In spite of that rehabilitation, however, today a short stretch of that road right inside Ore town is giving travellers fresh nightmares. And it has been so since the rains began. This bad patch is not more than three kilometres; yet vehicles get stuck there for hours. And many are the tales of travellers from Lagos who after spending hours at the spot and totally frustrated find ways and means to do a u-turn and return to base, mission unaccomplished. Yet this is a country that has a government. That nothing has been done to repair this portion of the expressway is a clear example of why 12 years of civil rule has left the nation further prostrate. Immediately those who get our mandate get into power, they become blind and deaf to the people’s needs. Their only concern is how to “chop”, apologies to late SM Afolabi, former internal affairs minister under President Olusegun Obasanjo.
In an altercation with late Bola Ige, Afolabi, then a member of the ruling Peoples Democratic Party, said Ige, who was of the Alliance for Democracy, had been invited into government to “come and chop”. Ige riposted that as attorney-general and minister of justice, he was unaware what Afolabi was chopping in government. Ige said he was in Obasanjo’s government then to serve.

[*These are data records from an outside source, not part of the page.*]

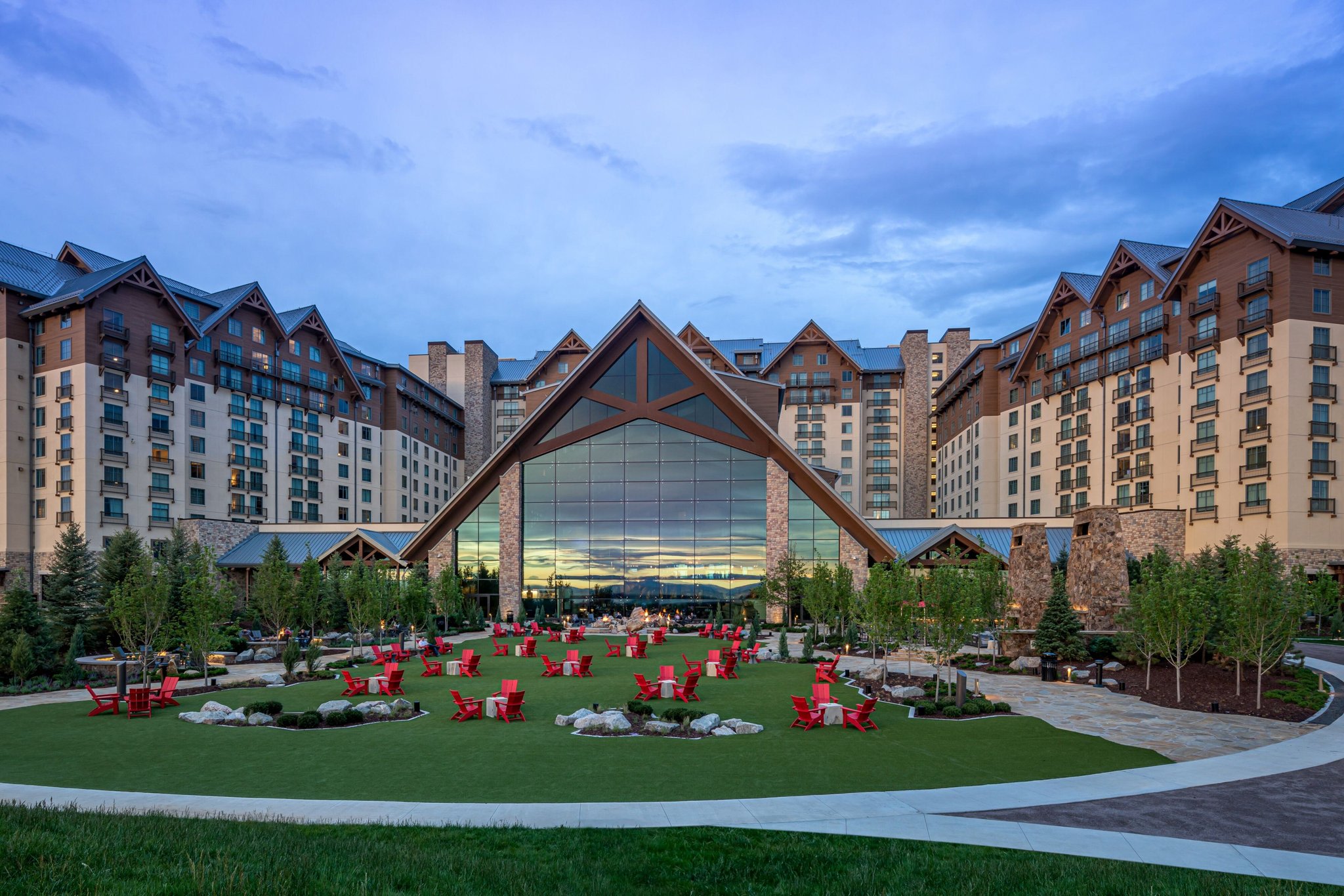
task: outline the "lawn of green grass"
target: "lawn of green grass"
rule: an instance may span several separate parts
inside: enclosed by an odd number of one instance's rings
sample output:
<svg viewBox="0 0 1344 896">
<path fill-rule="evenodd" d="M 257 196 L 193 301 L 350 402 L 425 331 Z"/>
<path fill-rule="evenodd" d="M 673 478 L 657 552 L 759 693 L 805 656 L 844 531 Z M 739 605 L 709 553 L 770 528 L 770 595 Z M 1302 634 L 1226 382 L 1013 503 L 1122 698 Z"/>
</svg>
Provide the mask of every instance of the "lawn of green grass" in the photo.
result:
<svg viewBox="0 0 1344 896">
<path fill-rule="evenodd" d="M 286 825 L 0 806 L 17 893 L 1317 893 L 984 846 L 677 827 Z"/>
<path fill-rule="evenodd" d="M 481 642 L 476 642 L 477 645 Z M 489 652 L 489 642 L 487 653 Z M 480 678 L 422 678 L 407 670 L 406 697 L 430 712 L 411 721 L 356 728 L 288 731 L 192 725 L 177 711 L 153 719 L 86 717 L 89 703 L 52 704 L 0 713 L 0 779 L 62 787 L 97 787 L 242 797 L 339 799 L 552 802 L 778 797 L 814 793 L 950 787 L 1083 775 L 1153 766 L 1149 750 L 1052 728 L 1025 716 L 968 721 L 909 719 L 879 704 L 880 731 L 789 728 L 789 695 L 810 693 L 813 668 L 763 662 L 735 681 L 700 680 L 696 708 L 765 725 L 759 735 L 673 740 L 587 737 L 554 724 L 555 716 L 594 703 L 624 705 L 636 695 L 634 672 L 681 653 L 704 658 L 722 646 L 673 638 L 649 647 L 648 660 L 607 658 L 602 638 L 587 641 L 594 677 L 542 678 L 542 661 L 513 656 L 481 660 Z M 539 645 L 551 658 L 564 645 Z M 367 668 L 363 672 L 371 672 Z M 450 688 L 484 697 L 501 678 L 527 692 L 528 721 L 450 721 Z M 339 681 L 289 688 L 249 688 L 184 697 L 181 711 L 218 697 L 230 707 L 280 700 L 312 709 L 340 695 Z M 857 692 L 832 685 L 852 705 Z M 655 700 L 655 708 L 671 701 Z M 683 704 L 677 704 L 683 705 Z"/>
</svg>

Perhaps, the “come and chop” philosophy is why the ruling party is yet to make any impact on the citizenry after 12 years in power. What Nigerians see year in year out are fiscal budgets that do not translate into better life for the ordinary man. We thought, however, that going by the pan-Nigerian mandate Jonathan got in April his era will be different. While it may be too early to judge his presidency, what we are seeing this early morning of the era is not in the least inspiring.
Two weeks ago, a wristwatch hawker in Ore laid the blame of the traffic jam in the town, due to the bad stretch of the road, at the doorstep of Jonathan. He ignored the roaring business coming the way of the itinerant traders like him due to the traffic jams. All manner of drinks and fruits are there for the asking. To the hawkers this is some kind of “Christmas” period when hay should be made when the sun is still shining. Even the fast-food outlets based in Ore are not left out of this trading on the expressway. In spite of the money they are making, however, the wristwatch hawker thinks Mr. President is too “slow and soft” in addressing the problem at Ore, and by extension other fundamental issues of development. So far, this presidency is yet to sparkle. Jonathan seems not to be passionate about the job. Since he recognises the shortness of his four-year tenure, many expected him to hit the ground running May 29. He has failed to do that. While he has identified the nation’s numerous problems, we are yet to see any meaningful drive to solving them from his end. Before he knows it, his four-year tenure may pass and all the nation may get from it may be shattered dreams.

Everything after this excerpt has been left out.